Jonathan Shapiro is a television writer and producer, attorney, adjunct law professor, public speaker, and former Assistant U.S. Attorney as well as Of Counsel at Kirkland & Ellis. He is the co-creator and Executive Producer, with David E. Kelley, of Amazon Prime's TV show Goliath starring Billy Bob Thornton. Shapiro has written fiction, such as Deadly Force: A Lizzie Scott Novel (ABA Publishing 2014) as well as two books of non-fiction: How to Be Abe Lincoln: Seven Steps to Leading a Legendary Life (ABA Publishing 2023) Lawyers, Liars, and the Art of Storytelling (Ankerwycke 2015). Shapiro has also written episodes of TV shows such as The Calling, The Blacklist, Boston Legal, The Practice, Mr. Mercedes and Life and is also a frequent collaborator of fellow attorney-writer-producer David E. Kelley. He was also a consulting producer on the HBO Series The Undoing. Shapiro's first play, Sisters in Law, based on the relationship between U.S. Supreme Court Justices Sandra Day O'Connor and Ruth Bader Ginsburg premiered as part of the Phoenix Theater Company 2019-2020 Season. Seven different productions of the play have followed, including in New York, as well as the Wallis Annenberg Center, Los Angeles, California.
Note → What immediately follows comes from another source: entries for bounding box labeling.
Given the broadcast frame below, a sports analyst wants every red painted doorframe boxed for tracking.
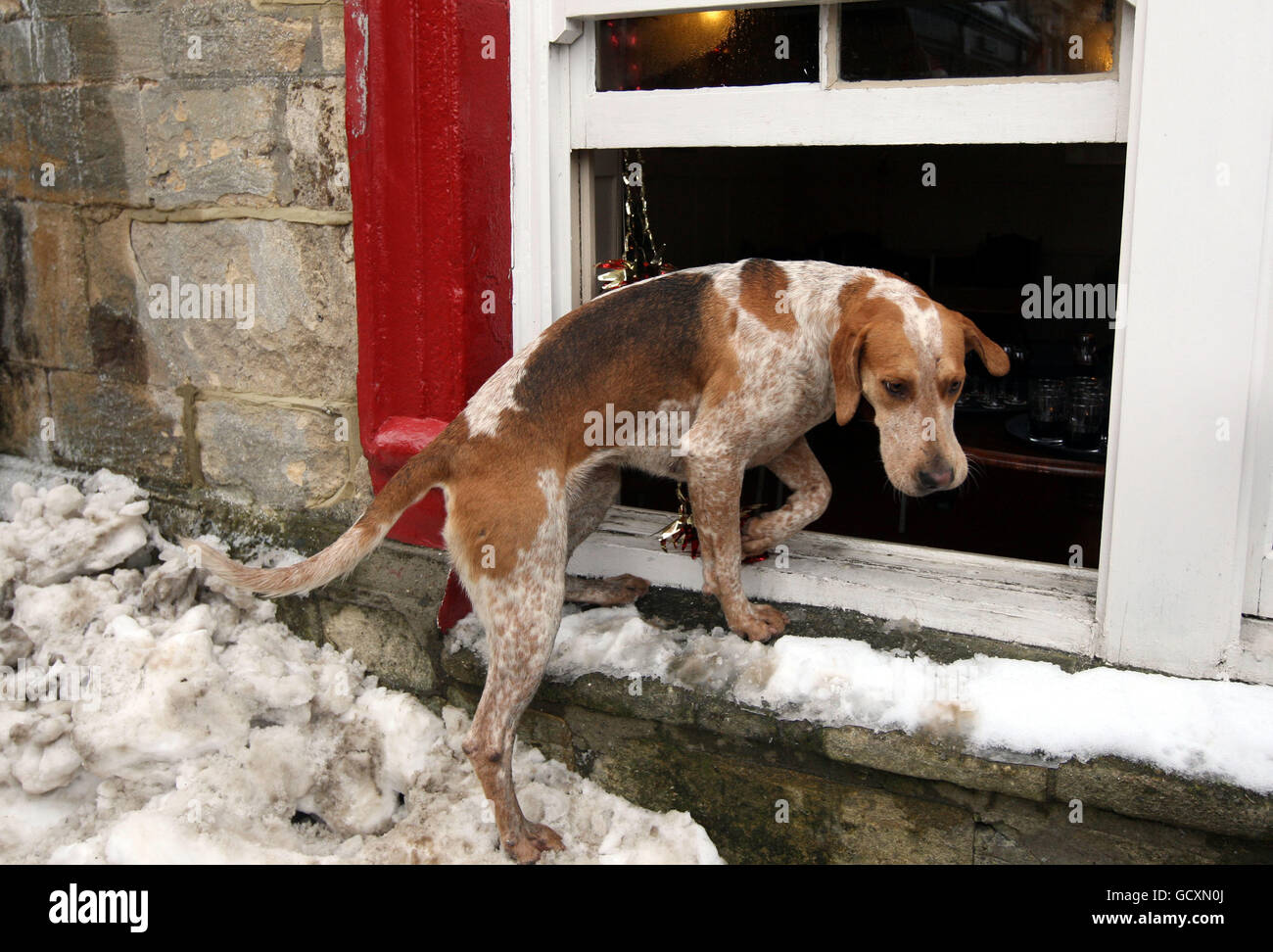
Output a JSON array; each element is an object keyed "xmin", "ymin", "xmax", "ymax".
[{"xmin": 345, "ymin": 0, "xmax": 513, "ymax": 547}]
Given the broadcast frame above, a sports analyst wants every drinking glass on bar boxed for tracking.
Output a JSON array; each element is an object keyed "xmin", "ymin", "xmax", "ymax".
[
  {"xmin": 1065, "ymin": 377, "xmax": 1108, "ymax": 451},
  {"xmin": 1028, "ymin": 377, "xmax": 1065, "ymax": 443}
]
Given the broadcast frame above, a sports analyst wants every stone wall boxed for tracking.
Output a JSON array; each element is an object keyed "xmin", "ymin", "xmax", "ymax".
[{"xmin": 0, "ymin": 0, "xmax": 369, "ymax": 523}]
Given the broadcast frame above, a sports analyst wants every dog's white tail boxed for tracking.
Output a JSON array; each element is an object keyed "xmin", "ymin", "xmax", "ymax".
[{"xmin": 179, "ymin": 437, "xmax": 450, "ymax": 596}]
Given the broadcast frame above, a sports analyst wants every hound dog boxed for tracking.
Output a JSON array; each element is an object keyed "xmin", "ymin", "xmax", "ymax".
[{"xmin": 183, "ymin": 259, "xmax": 1009, "ymax": 863}]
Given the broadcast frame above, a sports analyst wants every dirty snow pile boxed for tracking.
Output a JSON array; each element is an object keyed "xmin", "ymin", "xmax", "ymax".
[
  {"xmin": 0, "ymin": 470, "xmax": 720, "ymax": 863},
  {"xmin": 447, "ymin": 607, "xmax": 1273, "ymax": 793}
]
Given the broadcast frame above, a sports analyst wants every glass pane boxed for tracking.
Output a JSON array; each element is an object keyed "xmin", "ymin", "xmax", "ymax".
[
  {"xmin": 840, "ymin": 0, "xmax": 1115, "ymax": 81},
  {"xmin": 597, "ymin": 4, "xmax": 819, "ymax": 92}
]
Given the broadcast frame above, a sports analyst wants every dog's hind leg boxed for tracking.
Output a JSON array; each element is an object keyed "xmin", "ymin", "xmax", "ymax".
[
  {"xmin": 447, "ymin": 470, "xmax": 567, "ymax": 863},
  {"xmin": 565, "ymin": 466, "xmax": 649, "ymax": 604},
  {"xmin": 742, "ymin": 437, "xmax": 831, "ymax": 556}
]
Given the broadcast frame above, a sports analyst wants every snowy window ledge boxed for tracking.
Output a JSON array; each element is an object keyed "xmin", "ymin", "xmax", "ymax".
[{"xmin": 570, "ymin": 506, "xmax": 1096, "ymax": 657}]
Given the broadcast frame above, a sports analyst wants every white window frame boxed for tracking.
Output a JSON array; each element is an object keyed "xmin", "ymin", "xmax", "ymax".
[{"xmin": 510, "ymin": 0, "xmax": 1273, "ymax": 683}]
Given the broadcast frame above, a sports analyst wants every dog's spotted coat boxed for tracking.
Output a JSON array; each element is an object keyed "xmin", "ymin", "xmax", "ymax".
[{"xmin": 186, "ymin": 259, "xmax": 1009, "ymax": 862}]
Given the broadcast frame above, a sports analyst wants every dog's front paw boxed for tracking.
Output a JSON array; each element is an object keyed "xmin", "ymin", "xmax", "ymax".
[
  {"xmin": 729, "ymin": 604, "xmax": 788, "ymax": 642},
  {"xmin": 504, "ymin": 824, "xmax": 565, "ymax": 866}
]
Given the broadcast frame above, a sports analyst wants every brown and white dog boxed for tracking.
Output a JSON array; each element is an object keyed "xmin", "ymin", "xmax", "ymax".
[{"xmin": 183, "ymin": 259, "xmax": 1009, "ymax": 862}]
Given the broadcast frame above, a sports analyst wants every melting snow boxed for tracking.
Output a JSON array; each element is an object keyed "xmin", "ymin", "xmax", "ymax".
[
  {"xmin": 0, "ymin": 471, "xmax": 720, "ymax": 863},
  {"xmin": 447, "ymin": 607, "xmax": 1273, "ymax": 793}
]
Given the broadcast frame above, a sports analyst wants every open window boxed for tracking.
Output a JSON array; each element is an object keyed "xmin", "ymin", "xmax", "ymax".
[{"xmin": 498, "ymin": 0, "xmax": 1273, "ymax": 680}]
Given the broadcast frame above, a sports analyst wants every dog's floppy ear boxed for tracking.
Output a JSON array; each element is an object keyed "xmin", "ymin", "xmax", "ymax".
[
  {"xmin": 951, "ymin": 310, "xmax": 1013, "ymax": 377},
  {"xmin": 831, "ymin": 319, "xmax": 869, "ymax": 426}
]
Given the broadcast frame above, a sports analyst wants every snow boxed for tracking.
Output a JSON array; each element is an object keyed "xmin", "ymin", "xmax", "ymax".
[
  {"xmin": 0, "ymin": 471, "xmax": 720, "ymax": 863},
  {"xmin": 447, "ymin": 607, "xmax": 1273, "ymax": 794},
  {"xmin": 0, "ymin": 471, "xmax": 1273, "ymax": 863}
]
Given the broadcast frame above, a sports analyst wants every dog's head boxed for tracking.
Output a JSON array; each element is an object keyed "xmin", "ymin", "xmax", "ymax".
[{"xmin": 831, "ymin": 275, "xmax": 1009, "ymax": 497}]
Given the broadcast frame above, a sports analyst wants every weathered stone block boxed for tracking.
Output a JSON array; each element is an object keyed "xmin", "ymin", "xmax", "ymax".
[
  {"xmin": 822, "ymin": 727, "xmax": 1048, "ymax": 800},
  {"xmin": 0, "ymin": 18, "xmax": 76, "ymax": 85},
  {"xmin": 48, "ymin": 370, "xmax": 188, "ymax": 485},
  {"xmin": 141, "ymin": 84, "xmax": 279, "ymax": 209},
  {"xmin": 0, "ymin": 203, "xmax": 94, "ymax": 370},
  {"xmin": 39, "ymin": 0, "xmax": 102, "ymax": 17},
  {"xmin": 163, "ymin": 0, "xmax": 315, "ymax": 76},
  {"xmin": 284, "ymin": 79, "xmax": 353, "ymax": 212},
  {"xmin": 975, "ymin": 796, "xmax": 1273, "ymax": 866},
  {"xmin": 0, "ymin": 358, "xmax": 51, "ymax": 462},
  {"xmin": 131, "ymin": 219, "xmax": 357, "ymax": 400},
  {"xmin": 565, "ymin": 708, "xmax": 974, "ymax": 863},
  {"xmin": 67, "ymin": 13, "xmax": 165, "ymax": 81},
  {"xmin": 1056, "ymin": 757, "xmax": 1273, "ymax": 841},
  {"xmin": 318, "ymin": 8, "xmax": 345, "ymax": 72},
  {"xmin": 84, "ymin": 215, "xmax": 152, "ymax": 383},
  {"xmin": 318, "ymin": 599, "xmax": 437, "ymax": 693},
  {"xmin": 195, "ymin": 399, "xmax": 361, "ymax": 509},
  {"xmin": 0, "ymin": 85, "xmax": 145, "ymax": 204},
  {"xmin": 328, "ymin": 539, "xmax": 450, "ymax": 613}
]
==Early life and background==
Shapiro received an undergraduate degree and graduate degree at Harvard University in 1985, where he was a Rhodes Scholar at Oriel College at Oxford University, and his J.D. degree, at the University of California Berkeley School of Law in 1990. Shapiro is Jewish. He serves on the advisory board of Indiana University's Borns Jewish Studies Center.

==Legal career==
While attending Berkeley Law's Boalt Hall, Shapiro worked as a staff writer for The Recorder from 1987 to 1990. He was also a Contributing Editor at The Ring magazine covering fights in the U.K. and U.S. from 1987 to 1993. Upon graduation from law school, Shapiro became a Honors Program Trial Attorney with the U.S. Department of Justice Organized Crime & Racketeering Division (1990–1992) in Washington, D.C.. Following that position, he served as an Assistant U.S. Attorney for the United States Attorneys Office at the United States District Court for the Central District of California for six years from 1992 to 1998. He then entered private practice, working briefly at O'Melveny & Myers in 1998 before returning to the public sector as Chief of Staff for Lt. Governor Cruz Bustamante from 1999 to 2000. From 2013 to 2015, while writing TV pilots, Shapiro was Of Counsel at Kirkland & Ellis LLP.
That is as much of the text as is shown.